The voting-committee analogy
A single neuron is a tiny voter. It listens to a few inputs, weighs them ("trust this one a lot, that one a little"), adds the votes up, and either fires "yes" or stays quiet depending on whether the total clears a bar.
Stack a thousand voters in a layer and you get a committee. Stack a hundred committees in layers that pass their decisions to the next, and you get a deep network that can recognise faces, translate Mandarin, or predict the next token of code. None of the individual voters is smart — the structure is.
What one neuron does
output = activation(w · x + b)
x— vector of inputs.w— vector of learned weights (one per input).b— a learned bias.activation— a non-linear bend (ReLU, GELU, sigmoid, tanh).
Without the activation, stacking neurons is mathematically equivalent to one big linear layer — useless for non-trivial tasks. The non-linear bend is what makes deep networks expressive.
Why depth beats width
The universal approximation theorem says a single (very wide) hidden layer can approximate any function. Reality: it would need exponentially many neurons. Deep networks compose simpler functions, which is exponentially more efficient for problems with hierarchical structure (like images, language, or code).
Common pattern: early layers learn primitives (edges, syllables, tokens), middle layers learn parts (corners, words, phrases), late layers learn whole concepts (faces, sentences, intents).
Activation functions you'll meet
- ReLU (
max(0, x)) — fast, simple, default for most networks. - GELU — smooth ReLU variant; standard inside Transformer FFNs.
- Sigmoid / tanh — historically common, mostly retired from deep nets due to vanishing gradients; still used at outputs (e.g. binary classification).

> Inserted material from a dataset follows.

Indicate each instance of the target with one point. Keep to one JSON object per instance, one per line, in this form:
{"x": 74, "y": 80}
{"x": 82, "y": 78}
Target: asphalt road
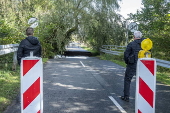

- Softmax — used at the very end to turn raw scores into a probability distribution over classes or vocab tokens.
Why "deep" learning is hard
Stacking layers naively breaks training: gradients vanish, activations blow up, weights become unbalanced. The infrastructure that makes deep networks trainable today is roughly:
- Skip connections (ResNet) — let gradients bypass layers.
- Layer / batch normalisation — keep activations in a stable range.
- Better optimisers (Adam, AdamW) — handle uneven gradients.
- Initialisation schemes (Xavier, He) — start weights at the right scale.
Without these, "deep" stops working past 5–10 layers. With them, 100+ layers train reliably.
Capacity vs data
A deeper, wider network has more capacity — it can fit harder functions, but it can also memorise noise. The brake is data: enough varied examples to force it to generalise instead of memorising. Modern LLMs train on trillions of tokens precisely because their parameter counts demand it.